International LPNs applying by examination should provide a CES evaluation and English proficiency scores. The evaluation should be sent directly to the Board by CGFNS.

LPN by Endorsement

LPNs are eligible for endorsement (no further examination required) if they were initially licensed on the basis of passing the NCLEX or SBTPE and have a current license in some U.S. jurisdiction. (The SBTPE requirement is 350 on each section, and applies only to those taking exams before September of 1982.)

The DC Board requires license verification from the state where the nurse was originally licensed. If the candidate no longer holds a license in that state, the candidate will need to provide verification from the current state as well.

The application should be sent with a check or money order in the amount of $230. There will be an additional fee for processing of the criminal background check.

Applicants who are outside of the DC area should send their fingerprints to the FBI. They should send their receipt to the DOH as evidence that they have completed the requirement. A temporary permit may be issued.

RN License Requirements in Washington DC

RN Education Requirements in DC

Licensure as an RN is dependent on completing a registered nursing program that is approved by the DC Board or by an agency in another state or Canadian province. (An internationally educated nurse can be licensed, but there are extra requirements.) There are currently seven approved professional nursing schools in the District of Columbia. If the program is approved by the licensing agency in another jurisdiction, it should include similar content.

The Application Process and NCLEX-RN

Application packets are available on the Board site (http://doh.dc.gov/node/323012). The graduate should secure official transcripts or a letter of recommendation from an administrator (if the transcript is not yet available). The candidate will also need two passport-type photographs. The application fee is $187.

If a candidate meets requirements, the candidate will be issued a practice letter within a week (five business days). The letter is good for, at most, 90 days. It is not issued to a candidate who has ever attempted the NCLEX-RN. There are certain stipulations. A graduate nurse must be under the supervision of a registered nurse. The candidate is not eligible to work for certain types of facilities, including dialysis centers and correctional institutions.

The candidate should plan to take the NCLEX-RN within 90 days of the time the candidate applies to the Board, regardless of whether the candidate is working under a practice letter. The Board will extend the time limit only when good cause is demonstrated.
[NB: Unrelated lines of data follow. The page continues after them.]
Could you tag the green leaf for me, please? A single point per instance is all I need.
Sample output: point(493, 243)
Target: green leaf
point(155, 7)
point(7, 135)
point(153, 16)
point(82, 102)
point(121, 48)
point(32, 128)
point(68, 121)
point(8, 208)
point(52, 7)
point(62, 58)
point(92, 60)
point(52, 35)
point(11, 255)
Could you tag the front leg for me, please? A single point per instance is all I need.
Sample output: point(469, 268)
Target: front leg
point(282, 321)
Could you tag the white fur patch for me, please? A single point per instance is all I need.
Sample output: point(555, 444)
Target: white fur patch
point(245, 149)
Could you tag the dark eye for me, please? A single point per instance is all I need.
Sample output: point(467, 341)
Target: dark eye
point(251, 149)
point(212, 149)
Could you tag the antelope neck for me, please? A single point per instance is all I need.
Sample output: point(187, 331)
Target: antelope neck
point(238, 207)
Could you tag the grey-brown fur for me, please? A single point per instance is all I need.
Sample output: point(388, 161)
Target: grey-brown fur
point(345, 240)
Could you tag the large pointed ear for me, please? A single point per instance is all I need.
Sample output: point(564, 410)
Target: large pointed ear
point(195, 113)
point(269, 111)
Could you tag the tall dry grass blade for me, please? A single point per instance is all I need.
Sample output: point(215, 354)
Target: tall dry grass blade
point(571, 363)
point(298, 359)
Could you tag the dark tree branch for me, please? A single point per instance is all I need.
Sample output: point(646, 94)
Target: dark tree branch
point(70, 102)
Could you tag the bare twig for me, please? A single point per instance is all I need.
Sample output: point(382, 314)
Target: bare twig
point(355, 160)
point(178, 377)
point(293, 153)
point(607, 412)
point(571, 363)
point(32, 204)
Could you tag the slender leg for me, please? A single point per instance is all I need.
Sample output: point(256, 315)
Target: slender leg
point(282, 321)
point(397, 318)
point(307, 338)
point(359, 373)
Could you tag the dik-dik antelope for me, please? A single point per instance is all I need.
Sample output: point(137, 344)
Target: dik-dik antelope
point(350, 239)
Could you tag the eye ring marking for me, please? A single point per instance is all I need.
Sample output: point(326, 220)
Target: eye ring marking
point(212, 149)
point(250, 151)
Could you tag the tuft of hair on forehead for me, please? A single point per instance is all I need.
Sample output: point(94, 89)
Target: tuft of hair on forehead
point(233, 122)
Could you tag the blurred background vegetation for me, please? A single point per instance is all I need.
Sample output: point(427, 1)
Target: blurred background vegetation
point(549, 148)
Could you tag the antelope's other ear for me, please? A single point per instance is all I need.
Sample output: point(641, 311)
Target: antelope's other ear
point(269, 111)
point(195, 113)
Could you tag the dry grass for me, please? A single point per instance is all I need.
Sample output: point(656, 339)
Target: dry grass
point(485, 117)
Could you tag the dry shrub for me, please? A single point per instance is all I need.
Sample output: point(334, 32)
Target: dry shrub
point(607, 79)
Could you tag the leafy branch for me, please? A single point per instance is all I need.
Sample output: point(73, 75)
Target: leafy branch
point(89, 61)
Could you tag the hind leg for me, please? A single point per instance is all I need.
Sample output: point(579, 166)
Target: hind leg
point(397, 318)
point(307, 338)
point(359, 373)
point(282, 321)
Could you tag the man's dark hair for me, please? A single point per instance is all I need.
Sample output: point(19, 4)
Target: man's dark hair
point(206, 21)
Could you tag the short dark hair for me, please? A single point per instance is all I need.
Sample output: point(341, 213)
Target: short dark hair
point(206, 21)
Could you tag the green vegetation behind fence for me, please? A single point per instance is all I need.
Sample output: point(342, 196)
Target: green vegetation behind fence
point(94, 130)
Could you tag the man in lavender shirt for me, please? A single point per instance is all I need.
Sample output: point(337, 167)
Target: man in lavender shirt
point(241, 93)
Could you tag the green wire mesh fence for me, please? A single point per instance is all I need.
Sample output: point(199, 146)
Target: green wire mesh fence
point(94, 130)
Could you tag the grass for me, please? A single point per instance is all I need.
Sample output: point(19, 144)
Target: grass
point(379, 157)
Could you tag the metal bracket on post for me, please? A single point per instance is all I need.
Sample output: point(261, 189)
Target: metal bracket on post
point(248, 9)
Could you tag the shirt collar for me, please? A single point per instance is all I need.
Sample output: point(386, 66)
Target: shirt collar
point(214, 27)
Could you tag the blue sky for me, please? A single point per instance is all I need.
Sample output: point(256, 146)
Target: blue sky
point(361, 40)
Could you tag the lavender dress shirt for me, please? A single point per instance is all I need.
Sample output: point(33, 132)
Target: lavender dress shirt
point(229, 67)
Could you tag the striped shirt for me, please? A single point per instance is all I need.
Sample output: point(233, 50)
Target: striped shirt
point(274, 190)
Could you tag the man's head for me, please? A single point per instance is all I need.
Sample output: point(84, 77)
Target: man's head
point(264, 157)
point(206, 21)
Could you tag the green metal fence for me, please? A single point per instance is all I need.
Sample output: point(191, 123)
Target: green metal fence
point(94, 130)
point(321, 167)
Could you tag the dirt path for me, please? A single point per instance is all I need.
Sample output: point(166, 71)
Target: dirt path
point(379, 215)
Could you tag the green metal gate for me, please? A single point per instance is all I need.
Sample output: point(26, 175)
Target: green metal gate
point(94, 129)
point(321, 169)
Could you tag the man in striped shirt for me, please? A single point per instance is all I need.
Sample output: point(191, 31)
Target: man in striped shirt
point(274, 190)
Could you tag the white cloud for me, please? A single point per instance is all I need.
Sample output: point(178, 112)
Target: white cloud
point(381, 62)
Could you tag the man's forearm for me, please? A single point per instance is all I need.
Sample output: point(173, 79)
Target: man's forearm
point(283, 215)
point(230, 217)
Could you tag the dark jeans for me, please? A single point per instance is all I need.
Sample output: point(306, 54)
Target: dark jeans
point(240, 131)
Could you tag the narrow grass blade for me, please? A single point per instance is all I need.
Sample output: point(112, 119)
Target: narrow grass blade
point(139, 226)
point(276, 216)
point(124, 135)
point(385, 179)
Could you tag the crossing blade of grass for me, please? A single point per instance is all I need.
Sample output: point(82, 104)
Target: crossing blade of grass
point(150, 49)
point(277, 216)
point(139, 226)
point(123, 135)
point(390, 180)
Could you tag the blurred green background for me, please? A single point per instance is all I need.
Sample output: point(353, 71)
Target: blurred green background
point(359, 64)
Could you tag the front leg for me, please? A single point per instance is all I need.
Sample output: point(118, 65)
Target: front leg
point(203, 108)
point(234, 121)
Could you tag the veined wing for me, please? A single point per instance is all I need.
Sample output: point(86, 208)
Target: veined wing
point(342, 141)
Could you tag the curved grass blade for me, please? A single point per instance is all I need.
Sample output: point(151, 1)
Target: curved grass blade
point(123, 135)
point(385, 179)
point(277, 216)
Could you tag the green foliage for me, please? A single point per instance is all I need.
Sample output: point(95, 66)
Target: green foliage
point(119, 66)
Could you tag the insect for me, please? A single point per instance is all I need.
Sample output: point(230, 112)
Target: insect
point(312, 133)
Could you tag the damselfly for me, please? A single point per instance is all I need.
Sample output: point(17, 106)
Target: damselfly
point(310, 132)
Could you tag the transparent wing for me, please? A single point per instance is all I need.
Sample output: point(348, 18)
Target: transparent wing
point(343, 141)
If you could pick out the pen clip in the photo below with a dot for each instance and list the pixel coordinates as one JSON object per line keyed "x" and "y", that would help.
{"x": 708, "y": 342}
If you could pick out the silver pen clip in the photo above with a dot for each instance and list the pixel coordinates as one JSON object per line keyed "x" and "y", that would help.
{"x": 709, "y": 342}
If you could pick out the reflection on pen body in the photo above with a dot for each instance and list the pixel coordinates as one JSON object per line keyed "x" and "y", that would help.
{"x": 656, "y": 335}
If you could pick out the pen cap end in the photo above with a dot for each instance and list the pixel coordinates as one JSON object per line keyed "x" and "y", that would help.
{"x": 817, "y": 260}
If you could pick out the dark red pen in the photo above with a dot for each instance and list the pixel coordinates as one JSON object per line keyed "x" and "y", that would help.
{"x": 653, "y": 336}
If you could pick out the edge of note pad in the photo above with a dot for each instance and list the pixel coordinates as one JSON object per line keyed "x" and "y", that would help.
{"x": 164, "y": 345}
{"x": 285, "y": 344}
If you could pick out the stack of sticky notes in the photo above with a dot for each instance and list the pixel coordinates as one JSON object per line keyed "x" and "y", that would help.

The Board closes applications after 90 days – this is a shorter time frame than in many states.

Registering to take the NCLEX is a separate step (www.vue.com/nclex). The candidate registers, pays the fee, and then waits to receive authorization to test.

The Board expects candidates to pass the exam within three years of the time they first became eligible (which is generally figured by graduation date).

The District of Columbia Nurses Association is a professional organization for RNs (http://www.dcna.org).

Out-of-State and International RNs

An RN who is currently licensed in another state or U.S. territory can apply by endorsement, provided the candidate has already passed the NCLEX-RN or its predecessor. The candidate will need to provide license verification. The application is to be submitted with a $230 fee.

An internationally educated nurse should take an exam through CGFNS and be in possession of a certificate before applying to the DC Board. A candidate will need to demonstrate English proficiency through examination unless English was the sole language of instruction. (If the nurse has since been licensed in the U.S. and meets the experience requirement, this does not apply.)

Documents that are not in English will need to be translated. The translator will need to attest to their accuracy.